Debajo del catre se encomendó a sus amigos los indios y bandidos para que otra vez, como tantas veses no le pasara nada.
Los gritos allá afuera se hacía más fuertes, las maldiciones subieron de color ante la impotencia de no hallar al culpable.
Un temblor invadió al niño al mirar los gigantescos zapatos mineros de papá merodear su guarida.
-¿Dónde te encuentras hijo de tu tiznada madre?- ¡Ya verás lo que te espera¡ ¡Deja que te encuentre¡
Un titubeante “Aquí estoy” desplegó sus banderas en señal de rendición. El terror cubrió su pequeño rostro al mirar al energúmeno aquel que lo había ubicado. Una mano del tamaño de infractor, -empequeñecido por el miedo- buscó su presa, lo tomó de los cabellos y lo alzó triunfante por los aires. Darle de manazos no era suficiente !Debía sufrir, pues solo así aprendería la lección¡ Tenía que ser implacable e inmisericorde – como lo fue su padre-. Era el macho- autoridad de la casa y si el castigo impresionaría al niño, cuanto más a la madre.
Ella no movió un solo músculo de la cara ante la petición visual de ayuda. Petrificada, presenció el vía crucis de su hijo rumbo al cadalso. En el aire, un cuerpo aterrorizado imploraba perdón por las ofensas.
“¿Por qué me pegarán cuando juego?” - se pregunto-
El padrastro encendió la estufa, los quemadores intercambiaban colores: frío-hierro-azul, infierno-rojo, incandescente. En su mero punto, pensó el cocinero-verdugo-chacal.

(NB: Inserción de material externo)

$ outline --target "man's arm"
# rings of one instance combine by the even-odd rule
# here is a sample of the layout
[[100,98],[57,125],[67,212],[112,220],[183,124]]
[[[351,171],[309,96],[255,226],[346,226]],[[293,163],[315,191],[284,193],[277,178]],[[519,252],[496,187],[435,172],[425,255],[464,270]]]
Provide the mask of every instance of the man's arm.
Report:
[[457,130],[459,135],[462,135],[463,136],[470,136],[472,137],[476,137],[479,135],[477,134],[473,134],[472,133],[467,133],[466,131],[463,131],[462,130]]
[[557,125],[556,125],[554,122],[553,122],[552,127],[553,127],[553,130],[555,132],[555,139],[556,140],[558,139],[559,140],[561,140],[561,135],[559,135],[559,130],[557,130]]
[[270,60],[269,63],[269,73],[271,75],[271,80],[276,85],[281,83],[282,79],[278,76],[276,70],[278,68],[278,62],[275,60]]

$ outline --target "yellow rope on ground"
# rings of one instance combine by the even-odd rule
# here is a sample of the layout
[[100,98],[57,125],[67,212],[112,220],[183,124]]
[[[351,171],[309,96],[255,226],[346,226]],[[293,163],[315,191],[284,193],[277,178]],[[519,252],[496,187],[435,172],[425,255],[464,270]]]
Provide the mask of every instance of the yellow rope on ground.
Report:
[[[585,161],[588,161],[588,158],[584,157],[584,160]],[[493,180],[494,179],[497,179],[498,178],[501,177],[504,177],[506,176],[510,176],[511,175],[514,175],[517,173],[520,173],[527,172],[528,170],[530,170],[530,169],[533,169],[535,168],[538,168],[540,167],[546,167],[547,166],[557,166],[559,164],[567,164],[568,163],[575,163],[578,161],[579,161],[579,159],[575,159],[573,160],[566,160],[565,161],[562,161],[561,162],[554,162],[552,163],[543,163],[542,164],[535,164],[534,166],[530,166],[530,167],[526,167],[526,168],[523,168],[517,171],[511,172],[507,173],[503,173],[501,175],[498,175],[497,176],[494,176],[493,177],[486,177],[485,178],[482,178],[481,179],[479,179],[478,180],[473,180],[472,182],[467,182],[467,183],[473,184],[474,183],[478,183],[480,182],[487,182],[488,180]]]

Suspirante, sin comprender lo serio del asunto, el niño lanzó la última súplica de perdón. Sintió el dolor subir a su cabeza y de ahí envolver todo su cuerpo. “¡Será esto la muerte?
El dolor se ahogaba en su garganta y sus lágrimas se secaban antes de asomarse.
-¡para que se te quite lo travieso¡… ¡Sí ya sé que no lo volverás a hacer!
Los pies comenzaron a sufrir aquel suplicio; los ayes de dolor no inmutaron a la madre cómplice. La inocente mirada buscaba ayuda, pero nadie acudió; lo abandonaron indios, bandidos y sherifes, lo abandonó su fiel caballo, lo abandonó la mirada materna que tanto lo quería.
La sentencia fue manos y pies y así se ejecutó fielmente. Un “ya no “ ahogado y sollozante rasgó la mañana.
Quiso llorar por última vez, pero su llanto lo había abandonado también. En la fuga indecible del dolor, comprendió en trueque a su inocencia, que su padrastro no era humano, que su madre se escondía tras la máscara de la cobardía. Supo que a la edad de 4 años había dejado de ser niño.
En la noche, aún sufriendo su calvario, entre sollozos con sus heridas supurando “por qués” y dolores apagados entre cuatro paredes, una plegaria se elevaba al cielo…
Diosito, tu que todo lo puedes, ¡has que se muera mi padrastro!